Let
- $d\in\mathbb N$
- $\Omega\subseteq\mathbb R^d$ be open
- $\langle\;\cdot\;,\;\cdot\;\rangle$ denote the inner product on $L^2(\Omega,\mathbb R^d)$
- $\mathcal D:=C_c^\infty(\Omega,\mathbb R^d)$, $$H:=\overline{\mathcal D}^{\langle\;\cdot\;,\;\cdot\;\rangle_H}\color{blue}{\stackrel{\text{def}}=H_0^1(\Omega,\mathbb R^d)}$$ with $$\langle\phi,\psi\rangle_H:=\langle\phi,\psi\rangle+\underbrace{\sum_{i=1}^d\langle\nabla\phi_i,\nabla\psi_i\rangle}_{=:\;(\phi,\:\psi)}\;\;\;\text{for }\phi,\psi\in\mathcal D$$ and $$\mathfrak D:=\left\{\phi\in\mathcal D:\nabla\cdot\phi=0\right\}$$
By a well-known theorem, $$\left.F\right|_{\mathfrak D}=0\;\Leftrightarrow\;\exists p\in C_c^\infty(\Omega)':F=\nabla p\tag 1$$ for all $F\in\mathcal D'$. Now, the author of a seminar paper that I'm reading states (in the proof of Theorem 9) that $(1)$ implies that $$\left\{F\in H':\left.F\right|_{\mathfrak D}=0\right\}=\left\{F\in H'\mid\exists p\in C_c^\infty(\Omega):F=\nabla p\right\}\;.\tag 2$$
Why?
It's clear to me that $$\langle v\rangle_H:=\left.\langle\;\cdot\;,v\rangle_H\right|_{\mathcal D}\in\mathcal D'\;\;\;\text{for all }v\in H\tag 2$$ and the associated map $H\to\mathcal D'$ is injective. Moreover, since $H\cong H'$, $$f:=\left.F\right|_{\mathcal D}\in\mathcal D'\;\;\;\text{for all }F\in H'\tag 3$$ and, again, the associated map $H'\to\mathcal D'$ is injective.
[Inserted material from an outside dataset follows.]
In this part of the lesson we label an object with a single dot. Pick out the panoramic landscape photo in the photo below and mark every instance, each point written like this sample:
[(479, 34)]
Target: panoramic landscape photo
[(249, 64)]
However, the only thing I'm able to deduce from $(1)$ is that $$\left.F\right|_{\mathfrak D}=0\;\Leftrightarrow\;\exists p\in C_c^\infty(\Omega)':\left.F\right|_{\mathfrak D}=\nabla p\tag 4$$ for all $F\in H'$.
So, how do we obtain $(2)$? Or is this impossible and we need to interpret $(2)$ in some special sense?